No, it's not Olivia or Ed or Roy or one of those partisan spinners who appear on TV panels. These are the words of the Globe and Mail's Ottawa columnist, Jeffrey Simpson, a man who doesn't throw such opinions around casually.

Think of the implications. Stephen Harper's cabinet -- his majority government cabinet -- has almost 40 members (are you old enough to recall when he embraced lean, cost-saving cabinets?). Mr. Simpson is saying that fewer than eight of them are the equals of the NDP leadership contenders. This is a fairly chilling assessment since this gang is going to manhandle our country, virtually without constraint, for another three and a half years. And to compensate for their bush-league stature, they are mean and vindictive. They will neither forget nor forgive Jeff Simpson for this extraordinary put-down. Although Mr. Simpson is a fearless man, he should be very afraid.

As for the Liberals, if I too may speak frankly, I'd be surprised if they could field a group of more than one person who's of the calibre of the NDP Eight. In fact, so far as I can determine, they presently have only a single member of Parliament, a white-haired gentleman moving ever-closer to his best-before date who now constitutes the Interim Leader, wannabe leader and entire front bench of the Liberal Party of Canada. Bob Rae has become the Walt Whitman of our time. While his party tokes up in the background, he too can sing a Song of Myself and proclaim: "I celebrate myself. ... Do I contradict myself? Very well then I contradict myself. I am large. I contain multitudes."

Of course Stephen Harper's bully-boys are also gleefully familiar with Mr. Rae's multitudes, like, just to take one incarnation at random, those unforgettable years when he was the NDP premier of Ontario. Of course much of the country wasn't even born then, but the Conservative war room intends to make those years unforgettable to them as well. In fact the National Citizens Coalition, the Conservatives' avant-garde, have already produced a YouTube ad with the devastating if fraudulent message: Don't let Bob do to Canada what he did to Ontario.

Liberals know only too well, and fear intensely, the moment that Bob Rae becomes the actual leader of his latest party and the Harper goon squad goes to work on his career and reputation. Besides, there are always the real historians to remind us that in the entire history of Canada no provincial premier has ever gone on to be elected prime minister.

That's why the huge hullabaloo about the defection to the Liberals of one of the new NDP MPs from Quebec was mere sound and fury signifying nothing, a molehill touted as a mountain, and many similar expressions. As it has on a regular basis ever since election night, the mainstream media and much of the punditocracy can't ever resist an opportunity to announce the NDP's breakthrough to Official Opposition was a complete fluke and is already flaming out.

Of course for the NDP the incident was unquestionably an unwelcome distraction; there's no way to pretend otherwise.
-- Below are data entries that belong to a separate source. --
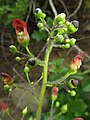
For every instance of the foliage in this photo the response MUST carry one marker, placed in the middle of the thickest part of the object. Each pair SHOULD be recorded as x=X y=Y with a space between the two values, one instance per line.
x=63 y=98
x=41 y=34
x=87 y=5
x=78 y=105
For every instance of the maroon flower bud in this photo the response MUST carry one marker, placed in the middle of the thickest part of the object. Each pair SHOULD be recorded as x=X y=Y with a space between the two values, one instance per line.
x=21 y=32
x=78 y=119
x=75 y=23
x=3 y=106
x=55 y=91
x=6 y=78
x=76 y=62
x=74 y=82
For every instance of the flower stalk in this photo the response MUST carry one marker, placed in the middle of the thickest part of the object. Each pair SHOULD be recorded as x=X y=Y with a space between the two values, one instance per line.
x=38 y=116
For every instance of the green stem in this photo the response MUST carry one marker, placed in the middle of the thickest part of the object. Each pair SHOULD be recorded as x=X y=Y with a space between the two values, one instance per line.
x=38 y=116
x=29 y=51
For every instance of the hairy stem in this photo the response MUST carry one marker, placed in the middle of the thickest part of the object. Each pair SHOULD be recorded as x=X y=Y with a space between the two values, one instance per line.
x=38 y=116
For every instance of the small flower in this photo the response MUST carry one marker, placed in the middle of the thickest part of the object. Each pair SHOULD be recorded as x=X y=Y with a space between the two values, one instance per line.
x=3 y=106
x=72 y=83
x=55 y=91
x=6 y=78
x=21 y=32
x=78 y=119
x=76 y=62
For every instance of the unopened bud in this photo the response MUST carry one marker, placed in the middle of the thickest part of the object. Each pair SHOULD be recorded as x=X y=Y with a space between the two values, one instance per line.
x=24 y=111
x=31 y=62
x=18 y=59
x=13 y=49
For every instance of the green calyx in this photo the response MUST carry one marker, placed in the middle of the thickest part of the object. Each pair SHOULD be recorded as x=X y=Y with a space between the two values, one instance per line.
x=72 y=41
x=18 y=59
x=57 y=104
x=24 y=42
x=13 y=49
x=59 y=38
x=64 y=108
x=60 y=19
x=39 y=14
x=70 y=27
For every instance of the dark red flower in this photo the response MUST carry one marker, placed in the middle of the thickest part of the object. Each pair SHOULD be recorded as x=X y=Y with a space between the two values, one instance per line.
x=21 y=32
x=6 y=78
x=78 y=119
x=55 y=91
x=3 y=106
x=76 y=62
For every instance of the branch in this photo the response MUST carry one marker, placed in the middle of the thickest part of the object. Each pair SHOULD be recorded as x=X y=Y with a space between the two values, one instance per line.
x=76 y=10
x=53 y=7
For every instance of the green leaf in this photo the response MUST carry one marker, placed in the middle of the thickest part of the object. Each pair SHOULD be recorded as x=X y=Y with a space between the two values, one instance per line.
x=49 y=22
x=40 y=35
x=77 y=107
x=86 y=85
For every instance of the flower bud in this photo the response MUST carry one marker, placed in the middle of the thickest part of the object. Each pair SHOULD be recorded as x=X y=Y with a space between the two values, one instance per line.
x=66 y=46
x=55 y=91
x=38 y=10
x=21 y=32
x=26 y=69
x=72 y=83
x=75 y=23
x=18 y=59
x=78 y=118
x=39 y=14
x=71 y=28
x=13 y=49
x=72 y=41
x=7 y=87
x=57 y=104
x=40 y=25
x=72 y=92
x=67 y=40
x=76 y=63
x=3 y=106
x=6 y=78
x=59 y=38
x=64 y=108
x=60 y=19
x=31 y=62
x=24 y=111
It can't help the party much, in Quebec or anywhere, to have members slip away, however enigmatic the circumstances.

But then, so is the entire leadership race an unfortunate bit of timing. First fate suddenly steals away the party's greatest single asset. Then the leadership contest borrows the best and the brightest for six months, leaving a huge vacuum in Parliament, which both the media and Bob Rae are more than happy to have Bob Rae fill. This also means the absence of the only well-known member of the Quebec team as well as a bevy of bilingual senior New Dems. So of course you lose your effectiveness, for a few months. It was entirely inevitable that the NDP's presence would fade temporarily.
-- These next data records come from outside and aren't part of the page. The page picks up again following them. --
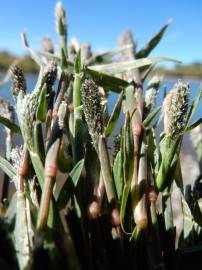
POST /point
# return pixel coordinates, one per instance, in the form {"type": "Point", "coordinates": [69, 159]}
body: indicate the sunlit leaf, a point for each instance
{"type": "Point", "coordinates": [114, 117]}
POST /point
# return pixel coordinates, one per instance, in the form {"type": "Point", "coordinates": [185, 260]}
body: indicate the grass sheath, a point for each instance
{"type": "Point", "coordinates": [88, 178]}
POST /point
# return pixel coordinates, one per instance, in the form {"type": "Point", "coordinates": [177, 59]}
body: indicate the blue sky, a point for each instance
{"type": "Point", "coordinates": [101, 22]}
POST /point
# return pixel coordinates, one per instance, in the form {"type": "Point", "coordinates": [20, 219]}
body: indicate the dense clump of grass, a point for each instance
{"type": "Point", "coordinates": [104, 214]}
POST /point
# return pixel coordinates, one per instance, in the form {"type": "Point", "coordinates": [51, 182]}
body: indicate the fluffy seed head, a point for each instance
{"type": "Point", "coordinates": [92, 109]}
{"type": "Point", "coordinates": [175, 108]}
{"type": "Point", "coordinates": [151, 93]}
{"type": "Point", "coordinates": [18, 81]}
{"type": "Point", "coordinates": [47, 45]}
{"type": "Point", "coordinates": [26, 109]}
{"type": "Point", "coordinates": [51, 75]}
{"type": "Point", "coordinates": [60, 15]}
{"type": "Point", "coordinates": [6, 109]}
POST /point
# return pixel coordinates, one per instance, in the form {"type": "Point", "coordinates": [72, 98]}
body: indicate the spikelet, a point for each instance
{"type": "Point", "coordinates": [60, 15]}
{"type": "Point", "coordinates": [18, 81]}
{"type": "Point", "coordinates": [26, 110]}
{"type": "Point", "coordinates": [92, 110]}
{"type": "Point", "coordinates": [61, 114]}
{"type": "Point", "coordinates": [6, 109]}
{"type": "Point", "coordinates": [50, 75]}
{"type": "Point", "coordinates": [47, 45]}
{"type": "Point", "coordinates": [175, 108]}
{"type": "Point", "coordinates": [151, 93]}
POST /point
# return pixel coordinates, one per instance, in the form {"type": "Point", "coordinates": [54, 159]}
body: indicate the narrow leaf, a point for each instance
{"type": "Point", "coordinates": [76, 172]}
{"type": "Point", "coordinates": [7, 168]}
{"type": "Point", "coordinates": [118, 174]}
{"type": "Point", "coordinates": [42, 106]}
{"type": "Point", "coordinates": [77, 65]}
{"type": "Point", "coordinates": [106, 56]}
{"type": "Point", "coordinates": [150, 118]}
{"type": "Point", "coordinates": [21, 232]}
{"type": "Point", "coordinates": [120, 67]}
{"type": "Point", "coordinates": [6, 122]}
{"type": "Point", "coordinates": [114, 117]}
{"type": "Point", "coordinates": [70, 184]}
{"type": "Point", "coordinates": [194, 125]}
{"type": "Point", "coordinates": [152, 43]}
{"type": "Point", "coordinates": [109, 83]}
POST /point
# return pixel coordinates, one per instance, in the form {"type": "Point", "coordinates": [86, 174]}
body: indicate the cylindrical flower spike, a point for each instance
{"type": "Point", "coordinates": [18, 81]}
{"type": "Point", "coordinates": [175, 110]}
{"type": "Point", "coordinates": [92, 110]}
{"type": "Point", "coordinates": [175, 117]}
{"type": "Point", "coordinates": [60, 15]}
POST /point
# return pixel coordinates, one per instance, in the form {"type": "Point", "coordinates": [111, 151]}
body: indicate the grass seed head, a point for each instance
{"type": "Point", "coordinates": [175, 108]}
{"type": "Point", "coordinates": [60, 15]}
{"type": "Point", "coordinates": [18, 81]}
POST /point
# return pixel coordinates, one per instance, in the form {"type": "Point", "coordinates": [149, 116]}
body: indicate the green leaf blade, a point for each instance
{"type": "Point", "coordinates": [114, 117]}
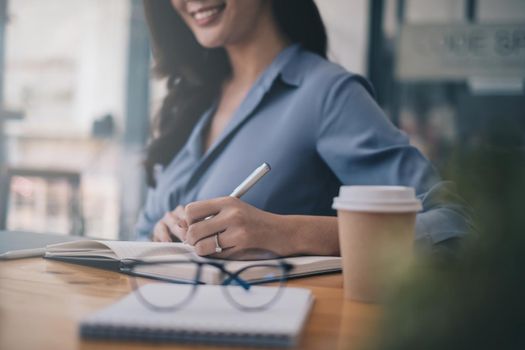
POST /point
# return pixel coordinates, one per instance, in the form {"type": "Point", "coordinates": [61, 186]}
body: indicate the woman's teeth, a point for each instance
{"type": "Point", "coordinates": [202, 15]}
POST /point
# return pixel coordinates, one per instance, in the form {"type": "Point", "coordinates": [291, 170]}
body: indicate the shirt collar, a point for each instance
{"type": "Point", "coordinates": [283, 67]}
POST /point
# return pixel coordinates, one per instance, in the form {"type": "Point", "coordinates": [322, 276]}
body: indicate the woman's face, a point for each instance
{"type": "Point", "coordinates": [218, 23]}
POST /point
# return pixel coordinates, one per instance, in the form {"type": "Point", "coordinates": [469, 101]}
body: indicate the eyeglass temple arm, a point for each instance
{"type": "Point", "coordinates": [236, 278]}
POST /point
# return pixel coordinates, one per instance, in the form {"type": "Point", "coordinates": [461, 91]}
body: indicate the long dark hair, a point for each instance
{"type": "Point", "coordinates": [195, 74]}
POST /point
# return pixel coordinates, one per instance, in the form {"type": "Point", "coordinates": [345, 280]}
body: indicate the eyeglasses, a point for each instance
{"type": "Point", "coordinates": [192, 270]}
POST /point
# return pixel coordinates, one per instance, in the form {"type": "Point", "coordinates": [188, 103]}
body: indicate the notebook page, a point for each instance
{"type": "Point", "coordinates": [118, 249]}
{"type": "Point", "coordinates": [130, 249]}
{"type": "Point", "coordinates": [209, 312]}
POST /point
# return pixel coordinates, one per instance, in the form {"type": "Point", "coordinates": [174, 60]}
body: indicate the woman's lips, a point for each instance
{"type": "Point", "coordinates": [207, 15]}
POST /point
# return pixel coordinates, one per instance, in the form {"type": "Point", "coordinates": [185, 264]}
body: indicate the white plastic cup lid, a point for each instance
{"type": "Point", "coordinates": [377, 199]}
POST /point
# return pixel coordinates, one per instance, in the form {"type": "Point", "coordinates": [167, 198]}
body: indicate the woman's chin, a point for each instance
{"type": "Point", "coordinates": [210, 42]}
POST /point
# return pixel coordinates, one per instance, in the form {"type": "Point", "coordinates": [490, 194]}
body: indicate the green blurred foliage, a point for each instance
{"type": "Point", "coordinates": [476, 301]}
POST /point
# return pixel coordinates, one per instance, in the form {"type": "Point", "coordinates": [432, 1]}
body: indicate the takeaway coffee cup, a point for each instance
{"type": "Point", "coordinates": [376, 233]}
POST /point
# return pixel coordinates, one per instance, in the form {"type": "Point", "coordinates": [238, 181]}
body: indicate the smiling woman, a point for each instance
{"type": "Point", "coordinates": [249, 82]}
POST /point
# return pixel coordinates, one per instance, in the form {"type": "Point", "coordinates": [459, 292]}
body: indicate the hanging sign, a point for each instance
{"type": "Point", "coordinates": [461, 51]}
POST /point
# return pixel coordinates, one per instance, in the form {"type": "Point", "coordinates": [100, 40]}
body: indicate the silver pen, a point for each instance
{"type": "Point", "coordinates": [248, 183]}
{"type": "Point", "coordinates": [251, 180]}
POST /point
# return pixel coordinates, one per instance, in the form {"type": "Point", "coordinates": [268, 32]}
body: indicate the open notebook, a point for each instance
{"type": "Point", "coordinates": [208, 318]}
{"type": "Point", "coordinates": [108, 254]}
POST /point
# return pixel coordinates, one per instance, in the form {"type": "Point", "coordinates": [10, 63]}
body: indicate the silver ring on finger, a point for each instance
{"type": "Point", "coordinates": [218, 248]}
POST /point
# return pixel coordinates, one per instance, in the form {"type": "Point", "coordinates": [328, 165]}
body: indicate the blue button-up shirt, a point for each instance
{"type": "Point", "coordinates": [319, 127]}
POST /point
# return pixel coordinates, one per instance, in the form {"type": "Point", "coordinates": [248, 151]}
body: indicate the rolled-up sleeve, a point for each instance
{"type": "Point", "coordinates": [362, 147]}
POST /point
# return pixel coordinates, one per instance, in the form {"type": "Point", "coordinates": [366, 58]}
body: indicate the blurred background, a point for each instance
{"type": "Point", "coordinates": [76, 95]}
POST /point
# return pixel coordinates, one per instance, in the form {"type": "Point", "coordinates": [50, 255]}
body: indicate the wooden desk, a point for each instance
{"type": "Point", "coordinates": [42, 301]}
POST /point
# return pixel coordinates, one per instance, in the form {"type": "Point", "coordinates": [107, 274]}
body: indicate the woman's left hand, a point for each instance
{"type": "Point", "coordinates": [239, 226]}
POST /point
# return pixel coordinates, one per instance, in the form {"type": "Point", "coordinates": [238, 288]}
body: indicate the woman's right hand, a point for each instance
{"type": "Point", "coordinates": [172, 227]}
But we need to get a grip here. In the May election, the historic Jack Layton election, the NDP got 30 per cent of the vote; Mr. Layton had never gotten more than 18 per cent before that, and the NDP had never gotten more than 20 per cent in its history. Now look at the poll released just this week showing the Conservatives down, the Liberals up at 25 per cent, and the NDP still in second place at 28 per cent. In Quebec the latest poll showed the NDP at 33 per cent and its closest rival, the Bloc, at 20 per cent. These are, by any measure, remarkable results. And they've been achieved under an interim leader who never asked for the job and knows perfectly well she's not a natural. And they've been achieved in the face of all the other hurdles that can't be overcome until the new leader is chosen in March and returns with his/her team of fellow contenders to take on the Harper government. Jeffrey Simpson's Magnificent Eight -- okay, okay: the Intelligent Eight -- back where they belong.
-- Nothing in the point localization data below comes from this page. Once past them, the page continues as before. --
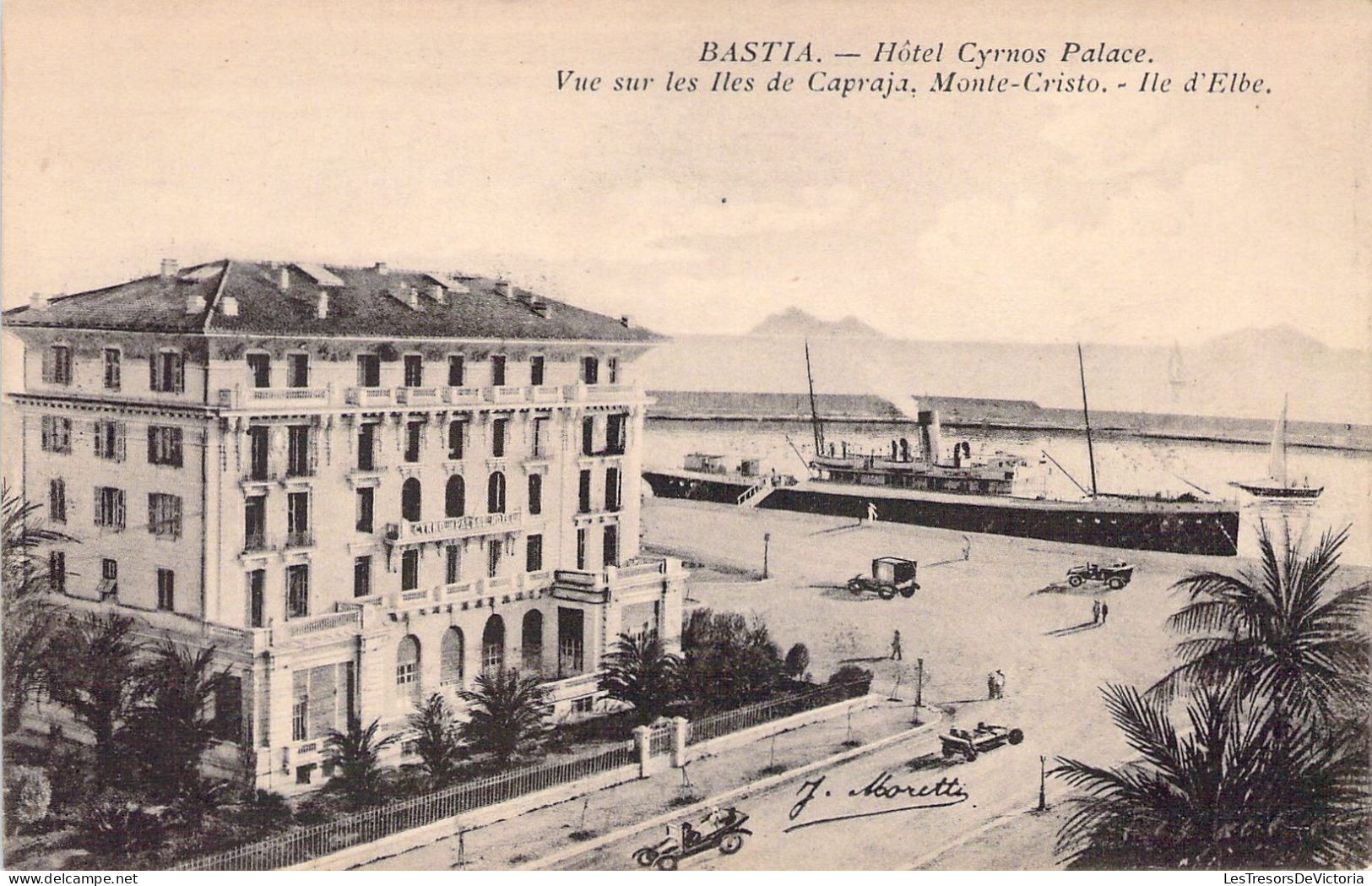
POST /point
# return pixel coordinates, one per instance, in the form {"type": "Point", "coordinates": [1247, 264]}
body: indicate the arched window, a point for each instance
{"type": "Point", "coordinates": [408, 666]}
{"type": "Point", "coordinates": [493, 645]}
{"type": "Point", "coordinates": [496, 494]}
{"type": "Point", "coordinates": [531, 642]}
{"type": "Point", "coordinates": [410, 499]}
{"type": "Point", "coordinates": [450, 657]}
{"type": "Point", "coordinates": [454, 499]}
{"type": "Point", "coordinates": [454, 439]}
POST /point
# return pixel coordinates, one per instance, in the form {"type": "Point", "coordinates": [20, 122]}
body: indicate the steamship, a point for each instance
{"type": "Point", "coordinates": [918, 485]}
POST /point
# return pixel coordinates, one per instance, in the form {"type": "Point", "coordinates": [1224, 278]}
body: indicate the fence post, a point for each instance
{"type": "Point", "coordinates": [680, 726]}
{"type": "Point", "coordinates": [643, 738]}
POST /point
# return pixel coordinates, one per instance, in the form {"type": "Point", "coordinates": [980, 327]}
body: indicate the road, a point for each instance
{"type": "Point", "coordinates": [855, 819]}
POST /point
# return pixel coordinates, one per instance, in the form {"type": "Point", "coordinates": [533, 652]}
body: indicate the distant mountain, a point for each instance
{"type": "Point", "coordinates": [797, 323]}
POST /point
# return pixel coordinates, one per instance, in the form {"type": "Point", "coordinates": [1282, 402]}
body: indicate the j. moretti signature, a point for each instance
{"type": "Point", "coordinates": [882, 791]}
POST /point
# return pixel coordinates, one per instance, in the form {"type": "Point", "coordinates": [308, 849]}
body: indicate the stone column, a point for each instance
{"type": "Point", "coordinates": [680, 729]}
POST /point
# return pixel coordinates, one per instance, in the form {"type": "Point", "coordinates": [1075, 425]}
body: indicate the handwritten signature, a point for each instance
{"type": "Point", "coordinates": [882, 789]}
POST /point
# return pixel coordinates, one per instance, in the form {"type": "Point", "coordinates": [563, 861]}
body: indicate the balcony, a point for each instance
{"type": "Point", "coordinates": [417, 397]}
{"type": "Point", "coordinates": [371, 397]}
{"type": "Point", "coordinates": [463, 397]}
{"type": "Point", "coordinates": [415, 531]}
{"type": "Point", "coordinates": [252, 398]}
{"type": "Point", "coordinates": [307, 626]}
{"type": "Point", "coordinates": [507, 394]}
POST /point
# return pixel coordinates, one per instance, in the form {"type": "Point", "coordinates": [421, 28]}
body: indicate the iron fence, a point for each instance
{"type": "Point", "coordinates": [318, 840]}
{"type": "Point", "coordinates": [718, 725]}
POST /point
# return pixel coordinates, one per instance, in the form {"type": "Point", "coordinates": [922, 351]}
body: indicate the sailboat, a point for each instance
{"type": "Point", "coordinates": [1277, 485]}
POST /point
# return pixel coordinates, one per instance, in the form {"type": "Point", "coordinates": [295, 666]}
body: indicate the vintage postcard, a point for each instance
{"type": "Point", "coordinates": [753, 437]}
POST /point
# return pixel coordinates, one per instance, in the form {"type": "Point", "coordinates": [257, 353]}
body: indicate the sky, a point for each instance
{"type": "Point", "coordinates": [432, 134]}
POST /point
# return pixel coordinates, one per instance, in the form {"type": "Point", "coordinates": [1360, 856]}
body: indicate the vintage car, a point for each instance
{"type": "Point", "coordinates": [1114, 576]}
{"type": "Point", "coordinates": [985, 737]}
{"type": "Point", "coordinates": [889, 576]}
{"type": "Point", "coordinates": [720, 829]}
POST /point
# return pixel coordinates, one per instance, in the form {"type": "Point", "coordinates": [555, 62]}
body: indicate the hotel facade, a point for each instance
{"type": "Point", "coordinates": [358, 485]}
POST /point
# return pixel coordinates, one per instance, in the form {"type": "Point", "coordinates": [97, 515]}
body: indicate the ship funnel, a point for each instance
{"type": "Point", "coordinates": [930, 438]}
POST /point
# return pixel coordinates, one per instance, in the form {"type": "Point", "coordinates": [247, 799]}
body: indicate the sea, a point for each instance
{"type": "Point", "coordinates": [1124, 464]}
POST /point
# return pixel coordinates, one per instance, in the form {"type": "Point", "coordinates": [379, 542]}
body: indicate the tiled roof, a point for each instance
{"type": "Point", "coordinates": [369, 302]}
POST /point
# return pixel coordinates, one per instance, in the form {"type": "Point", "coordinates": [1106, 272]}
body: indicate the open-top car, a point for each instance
{"type": "Point", "coordinates": [720, 829]}
{"type": "Point", "coordinates": [889, 576]}
{"type": "Point", "coordinates": [1113, 576]}
{"type": "Point", "coordinates": [972, 742]}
Mr. Simpson has also applauded the way the NDP leadership candidates have highlighted the ever-increasing inequality that characterizes Canadian society and their strong commitment to dealing with the crisis of global warming. So he can hardly be dismissed, as New Democrats may too easily be inclined to do, as just another apologist for the 1 per cent. Mr. Simpson is independent, thoughtful and knowledgeable, and anyone serious about running the government of Canada, as the new NDP claims to be, should pay close attention to him and his trenchant criticisms of some of the areas where the NDP is traditionally most vulnerable, including economic policy and funding the many needed programs the candidates all put forward.

So there are two great tasks for the party beginning the day after the new leader is elected. First is to hit the House of Commons running and establish its rightful claim to be the unrelenting Official Opposition to this very dangerous government. The other is to bring together all the best thinkers on the left, from caucus staff to sympathetic academics to the formidable intellectuals associated with the Canadian Centre for Policy Alternatives to the many fine economists working for trade unions,* to forge policies that will stand up to the intense scrutiny they're sure to get. Anyone watching the British Labour Party flounder embarrassingly in these areas knows this is no easy challenge. But if the NDP is to be taken seriously, it's the challenge that needs to be confronted.